Explainable Artificial Intelligence to improve air traffic management
Predicting air traffic, optimising traffic flows and decision-making are stressful and difficult tasks for operators in the ATM (Air Traffic Management) area. The aim of the Mälardalen University (MDH) research project ARTIMATION is to assist the ATM operators.
The research project ARTIMATION focuses on investigating AI (Artificial Intelligence) methods, based on the domain of XAI (Explainable Artificial Intelligence), in predicting air transportation traffic and optimising traffic flows. Safety is the major pillar to air traffic management, and no black box process can be inserted in a decision-making process when human life is involved.
XAI refers to methods and techniques in AI where the results of a solution can be understood by humans, and hence be useful to human operators with different work-related tasks. It contrasts with the concept of the “black box” in machine learning where even its designers cannot explain why an AI arrived at a specific decision.
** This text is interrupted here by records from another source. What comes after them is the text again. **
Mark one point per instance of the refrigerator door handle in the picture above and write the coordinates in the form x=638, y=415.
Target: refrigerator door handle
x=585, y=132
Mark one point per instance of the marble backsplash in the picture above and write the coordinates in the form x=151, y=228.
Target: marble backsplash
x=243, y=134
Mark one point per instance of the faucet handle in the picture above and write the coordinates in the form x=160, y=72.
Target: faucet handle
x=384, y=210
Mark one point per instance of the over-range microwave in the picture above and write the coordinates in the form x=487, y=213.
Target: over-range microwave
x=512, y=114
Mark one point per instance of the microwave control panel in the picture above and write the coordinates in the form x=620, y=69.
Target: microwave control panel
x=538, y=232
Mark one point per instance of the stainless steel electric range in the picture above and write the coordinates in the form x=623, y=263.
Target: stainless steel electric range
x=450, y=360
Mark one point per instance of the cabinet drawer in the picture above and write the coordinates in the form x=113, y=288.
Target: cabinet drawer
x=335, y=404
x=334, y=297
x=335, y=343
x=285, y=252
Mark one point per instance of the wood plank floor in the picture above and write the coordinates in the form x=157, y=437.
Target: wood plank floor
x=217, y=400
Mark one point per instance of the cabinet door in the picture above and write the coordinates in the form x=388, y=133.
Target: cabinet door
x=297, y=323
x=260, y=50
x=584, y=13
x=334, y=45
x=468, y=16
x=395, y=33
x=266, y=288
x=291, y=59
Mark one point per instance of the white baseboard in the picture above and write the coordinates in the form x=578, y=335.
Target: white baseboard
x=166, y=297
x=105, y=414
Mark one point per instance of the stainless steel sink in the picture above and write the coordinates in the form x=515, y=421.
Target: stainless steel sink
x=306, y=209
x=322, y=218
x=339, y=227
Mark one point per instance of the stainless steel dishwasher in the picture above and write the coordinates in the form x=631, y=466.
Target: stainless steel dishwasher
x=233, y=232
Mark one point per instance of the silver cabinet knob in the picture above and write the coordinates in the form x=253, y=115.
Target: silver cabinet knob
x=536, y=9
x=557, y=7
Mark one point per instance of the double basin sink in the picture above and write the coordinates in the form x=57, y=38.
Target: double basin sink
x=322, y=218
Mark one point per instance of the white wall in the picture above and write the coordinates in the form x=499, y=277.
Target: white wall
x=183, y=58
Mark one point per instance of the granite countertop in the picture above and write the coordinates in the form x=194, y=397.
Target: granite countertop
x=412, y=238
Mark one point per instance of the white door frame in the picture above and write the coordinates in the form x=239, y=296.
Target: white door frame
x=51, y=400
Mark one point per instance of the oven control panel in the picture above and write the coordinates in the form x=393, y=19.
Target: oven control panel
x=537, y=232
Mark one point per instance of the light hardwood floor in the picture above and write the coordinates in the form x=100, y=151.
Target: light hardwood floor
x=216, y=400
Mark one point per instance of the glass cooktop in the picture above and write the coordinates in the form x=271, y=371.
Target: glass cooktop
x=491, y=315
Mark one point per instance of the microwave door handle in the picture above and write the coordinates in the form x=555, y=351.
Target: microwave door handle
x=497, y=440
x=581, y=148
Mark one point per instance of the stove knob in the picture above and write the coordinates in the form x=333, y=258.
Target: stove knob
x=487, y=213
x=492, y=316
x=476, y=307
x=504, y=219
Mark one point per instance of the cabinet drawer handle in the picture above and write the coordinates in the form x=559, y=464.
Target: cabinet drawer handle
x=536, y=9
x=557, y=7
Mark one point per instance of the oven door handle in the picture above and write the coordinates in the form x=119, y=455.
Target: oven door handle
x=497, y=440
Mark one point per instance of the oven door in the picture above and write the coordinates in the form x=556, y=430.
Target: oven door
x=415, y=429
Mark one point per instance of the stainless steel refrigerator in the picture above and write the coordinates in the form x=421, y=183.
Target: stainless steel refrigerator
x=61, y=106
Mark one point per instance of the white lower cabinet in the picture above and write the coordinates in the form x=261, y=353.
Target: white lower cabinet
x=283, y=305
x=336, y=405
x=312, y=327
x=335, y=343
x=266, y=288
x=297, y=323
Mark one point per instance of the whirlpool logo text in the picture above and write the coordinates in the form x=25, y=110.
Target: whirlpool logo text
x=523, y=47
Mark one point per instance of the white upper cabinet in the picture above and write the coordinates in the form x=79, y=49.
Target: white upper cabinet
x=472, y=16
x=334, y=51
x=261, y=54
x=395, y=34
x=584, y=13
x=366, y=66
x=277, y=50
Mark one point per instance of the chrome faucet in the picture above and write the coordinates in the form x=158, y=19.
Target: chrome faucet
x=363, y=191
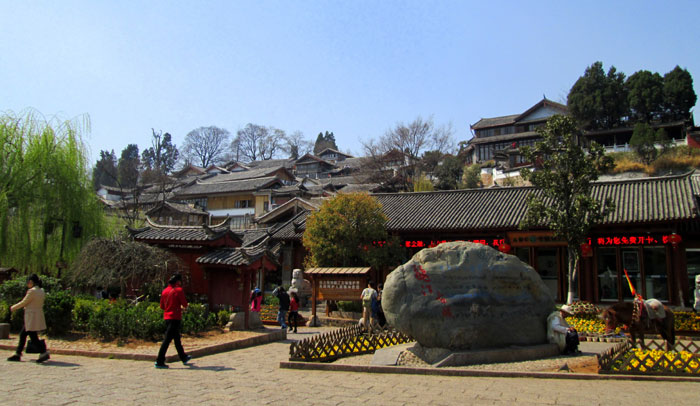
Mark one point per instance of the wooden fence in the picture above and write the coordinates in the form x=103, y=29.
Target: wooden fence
x=624, y=358
x=343, y=342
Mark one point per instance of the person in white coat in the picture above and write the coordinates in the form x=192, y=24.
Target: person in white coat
x=696, y=305
x=34, y=321
x=560, y=333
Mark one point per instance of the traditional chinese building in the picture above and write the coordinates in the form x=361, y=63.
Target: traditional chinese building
x=223, y=265
x=653, y=232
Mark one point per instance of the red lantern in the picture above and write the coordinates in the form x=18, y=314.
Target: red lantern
x=586, y=250
x=674, y=239
x=504, y=247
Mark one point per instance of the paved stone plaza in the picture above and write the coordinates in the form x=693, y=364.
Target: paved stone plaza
x=252, y=376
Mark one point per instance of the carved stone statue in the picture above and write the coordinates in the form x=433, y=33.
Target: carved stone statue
x=300, y=285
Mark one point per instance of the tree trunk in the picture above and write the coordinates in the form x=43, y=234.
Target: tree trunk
x=573, y=265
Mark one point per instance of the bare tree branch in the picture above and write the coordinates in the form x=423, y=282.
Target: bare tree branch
x=206, y=145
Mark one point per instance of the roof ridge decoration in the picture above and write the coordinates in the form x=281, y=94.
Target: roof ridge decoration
x=200, y=182
x=152, y=224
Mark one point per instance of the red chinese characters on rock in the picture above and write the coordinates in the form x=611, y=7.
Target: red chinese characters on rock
x=426, y=289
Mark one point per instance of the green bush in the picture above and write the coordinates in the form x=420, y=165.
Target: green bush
x=4, y=312
x=146, y=321
x=58, y=311
x=17, y=320
x=350, y=306
x=82, y=311
x=109, y=320
x=14, y=290
x=222, y=317
x=196, y=319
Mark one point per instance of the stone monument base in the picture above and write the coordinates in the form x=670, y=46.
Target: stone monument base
x=440, y=357
x=313, y=321
x=237, y=321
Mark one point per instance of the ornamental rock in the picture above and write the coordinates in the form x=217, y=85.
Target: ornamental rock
x=464, y=296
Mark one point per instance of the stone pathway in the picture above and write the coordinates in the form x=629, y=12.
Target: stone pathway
x=139, y=346
x=252, y=376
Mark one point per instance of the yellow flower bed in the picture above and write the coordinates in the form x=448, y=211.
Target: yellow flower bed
x=683, y=321
x=687, y=321
x=659, y=361
x=588, y=324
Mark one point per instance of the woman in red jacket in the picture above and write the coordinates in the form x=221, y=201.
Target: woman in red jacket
x=172, y=301
x=293, y=311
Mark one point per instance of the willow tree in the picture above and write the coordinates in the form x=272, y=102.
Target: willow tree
x=564, y=172
x=47, y=205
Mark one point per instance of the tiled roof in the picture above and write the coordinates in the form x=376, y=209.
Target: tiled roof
x=337, y=271
x=649, y=200
x=237, y=256
x=504, y=137
x=179, y=207
x=495, y=121
x=292, y=229
x=208, y=188
x=243, y=175
x=359, y=187
x=155, y=232
x=513, y=118
x=253, y=237
x=271, y=163
x=670, y=198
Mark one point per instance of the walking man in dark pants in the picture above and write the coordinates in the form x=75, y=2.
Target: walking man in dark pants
x=172, y=301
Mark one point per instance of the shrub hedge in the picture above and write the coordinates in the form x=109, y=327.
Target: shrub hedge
x=98, y=317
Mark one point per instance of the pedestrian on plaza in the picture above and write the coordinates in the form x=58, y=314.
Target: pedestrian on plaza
x=377, y=312
x=256, y=297
x=696, y=305
x=560, y=333
x=283, y=297
x=293, y=310
x=368, y=295
x=173, y=302
x=34, y=321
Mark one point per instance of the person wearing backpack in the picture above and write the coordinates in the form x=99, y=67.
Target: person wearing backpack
x=368, y=296
x=283, y=297
x=34, y=321
x=173, y=302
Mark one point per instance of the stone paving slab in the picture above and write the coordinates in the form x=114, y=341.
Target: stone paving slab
x=477, y=373
x=147, y=351
x=252, y=376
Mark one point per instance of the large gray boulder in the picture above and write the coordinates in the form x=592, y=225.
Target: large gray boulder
x=462, y=295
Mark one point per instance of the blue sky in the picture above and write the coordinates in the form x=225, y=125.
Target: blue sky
x=352, y=67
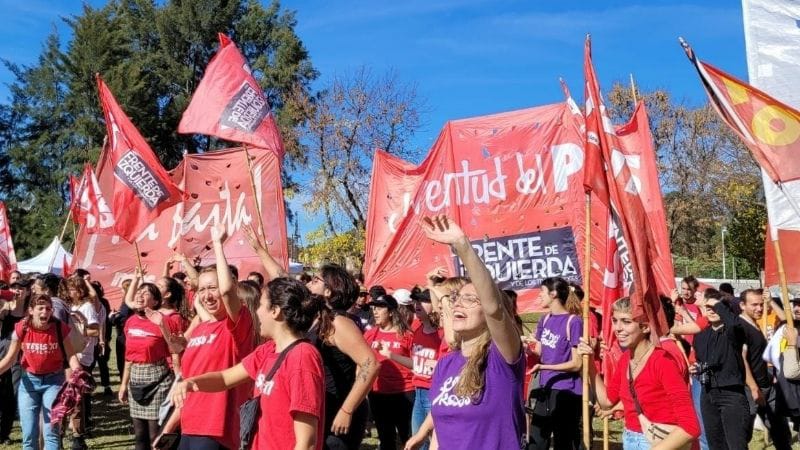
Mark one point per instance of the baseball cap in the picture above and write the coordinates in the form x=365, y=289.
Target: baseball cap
x=385, y=301
x=403, y=297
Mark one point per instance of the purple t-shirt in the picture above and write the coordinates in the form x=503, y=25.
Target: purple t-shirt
x=497, y=421
x=556, y=349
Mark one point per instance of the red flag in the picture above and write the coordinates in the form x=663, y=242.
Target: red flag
x=89, y=207
x=636, y=246
x=66, y=270
x=8, y=259
x=141, y=187
x=229, y=103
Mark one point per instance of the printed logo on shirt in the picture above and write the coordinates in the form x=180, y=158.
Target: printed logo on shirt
x=550, y=339
x=447, y=398
x=138, y=332
x=424, y=360
x=40, y=348
x=385, y=344
x=263, y=385
x=201, y=340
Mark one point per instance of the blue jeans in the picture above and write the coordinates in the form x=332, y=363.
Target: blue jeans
x=632, y=440
x=36, y=395
x=697, y=391
x=422, y=406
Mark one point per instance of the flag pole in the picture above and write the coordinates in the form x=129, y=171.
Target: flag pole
x=60, y=238
x=633, y=91
x=255, y=196
x=587, y=437
x=138, y=257
x=787, y=309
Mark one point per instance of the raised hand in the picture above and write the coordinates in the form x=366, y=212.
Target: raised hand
x=442, y=229
x=218, y=233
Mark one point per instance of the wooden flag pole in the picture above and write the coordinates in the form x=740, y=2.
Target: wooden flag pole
x=60, y=238
x=255, y=196
x=787, y=307
x=138, y=258
x=587, y=435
– In this case, information is being analyzed and then presented by transparent AI models and explanation decisions provided by AI systems, says Shahina Begum, Professor, Deputy Group Leader of the research group Artificial Intelligence and Intelligent Systems at MDH.
It is a process which will be useful to end-users such as ATM operators, working with air traffic management – predicting air traffic, optimising traffic flows and decision-making. These are complex and stressful tasks involving a lot of processing of content and information, which are being done manually today. The transparent AI models with explainable decisions provided by ARTIMATION will be helpful to the ATM operators.
MDH is coordinating the project and also leading a work package, called “Lifelong machine learning with human-centered AI”.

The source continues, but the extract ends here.